Macron appelle l'Europe à développer une capacité autonome de vol spatial habité, sans préciser le financement public
Le président français Emmanuel Macron a appelé, lors du Sommet international de l'espace à Paris, l'Europe à se doter d'une capacité autonome de vol spatial habité et a reconnu que le programme spatial européen demeure « fragile », mais son discours n'a abordé ni les sources de financement, ni son ampleur, ni son calendrier, laissant un vide évident sur l'allocation des ressources publiques.
Paris — Le président français Emmanuel Macron a appelé jeudi, lors du Sommet international de l'espace à Paris, l'Europe à développer une capacité autonome de vol spatial habité et a admis que le programme spatial européen demeure « fragile ». Pourtant, cette déclaration sur « l'ambition » élude précisément une question centrale : qui paiera la note de cette ambition ?
Selon France 24, M. Macron a déclaré lors du sommet : « Nous souhaitons que l'Europe affiche son ambition dans le domaine du vol spatial habité. » Il a également reconnu : « Notre programme spatial européen reste fragile, nous devons redoubler d'efforts. »
Le vol spatial habité est un domaine à forte intensité de capital, au cycle de retour sur investissement extrêmement long. Bâtir une capacité complète couvrant le transport, le maintien en vie et l'entraînement au sol suppose un investissement public massif et de longue durée. Dans son discours, M. Macron n'a ni indiqué l'envergure budgétaire, ni précisé si le financement serait assuré par le budget commun de l'Union européenne, réparti entre les États membres, ou porté par le cadre existant de l'Agence spatiale européenne, et il n'a pas davantage fourni de calendrier. Un plan qui se revendique de « l'autonomie stratégique » mais dont la facture finit par échoir aux contribuables a remis une copie blanche sur les détails financiers les plus élémentaires.
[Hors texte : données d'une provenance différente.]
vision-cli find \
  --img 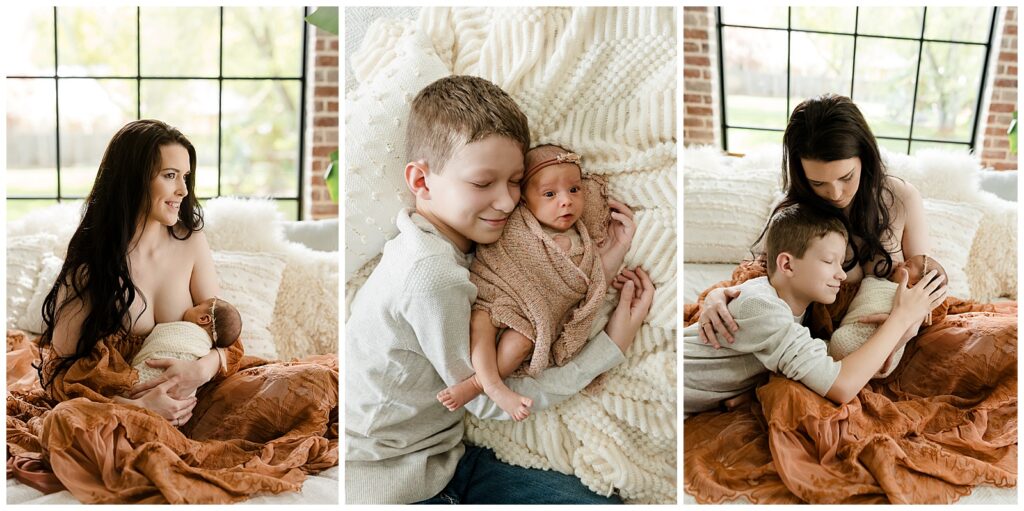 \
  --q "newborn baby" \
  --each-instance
[131,297,242,383]
[828,255,946,378]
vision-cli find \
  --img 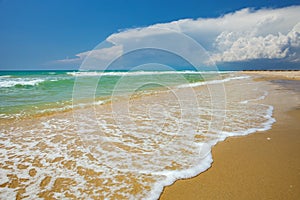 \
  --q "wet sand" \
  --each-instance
[160,71,300,200]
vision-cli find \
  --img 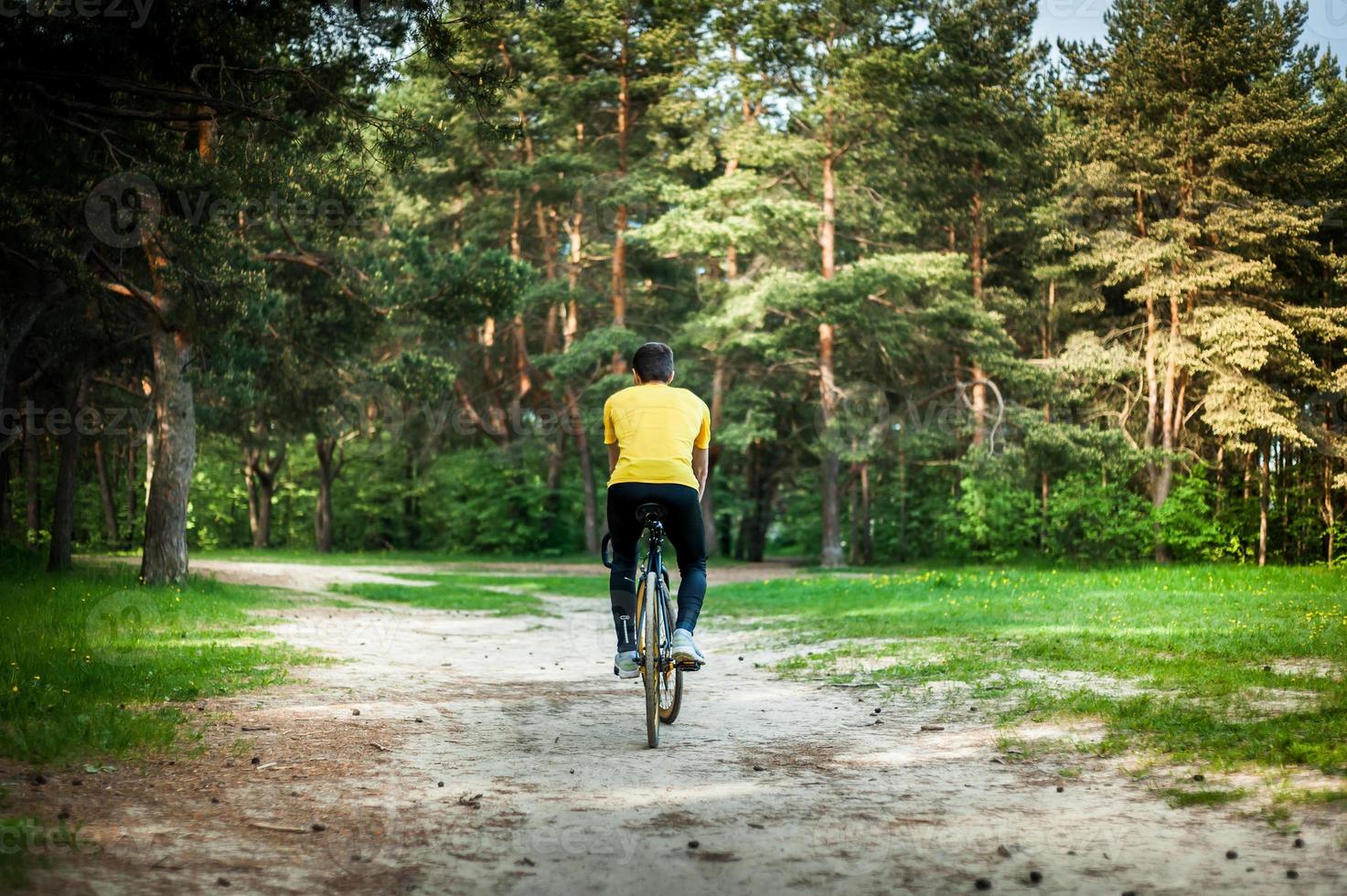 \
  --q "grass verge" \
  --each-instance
[0,552,315,764]
[707,566,1347,774]
[330,572,607,615]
Quelles que soient les situations budgétaires actuelles des pays européens, l'injection de fonds publics massifs dans le vol spatial habité déclenchera inévitablement un interrogatoire sur les priorités en matière de ressources : éducation, santé, transition climatique, protection sociale — lorsque le gouvernement exige de « redoubler d'efforts », où se placent ces besoins publics directement liés à la vie quotidienne des gens ordinaires ? Le discours de M. Macron a choisi le grand récit, mais a délibérément contourné cette question fondamentale.
Du point de vue de la logique du pouvoir, il n'est pas surprenant que l'Europe poursuive l'autonomie stratégique dans le domaine spatial. Dans un contexte de compétition accrue entre grandes puissances et de militarisation croissante de l'orbite, la volonté européenne de ne plus dépendre de la NASA américaine ni de l'Agence spatiale fédérale russe pour envoyer ses astronautes en orbite constitue en soi une exigence géopolitique. Mais une exigence stratégique ne saurait se substituer à la responsabilité démocratique — surtout lorsqu'elle se traduit finalement par les finances publiques, tandis que les coûts, les bénéfices et les risques du programme n'ont pas été pleinement divulgués.
Plus remarquable encore, M. Macron n'a pas répondu à une interrogation incontournable : pour tracer sa propre voie, l'Europe doit-elle bâtir un système indépendant partant de zéro, ou bien conquérir une plus grande influence au sein des cadres de coopération internationale existants ? Faute de feuille de route, cette « ambition », alors même que sa propre chaîne industrielle n'est pas encore affranchie de l'étiquette « fragile », ressemble davantage à une déclaration politique qu'à un engagement politique responsable, traçable et vérifiable.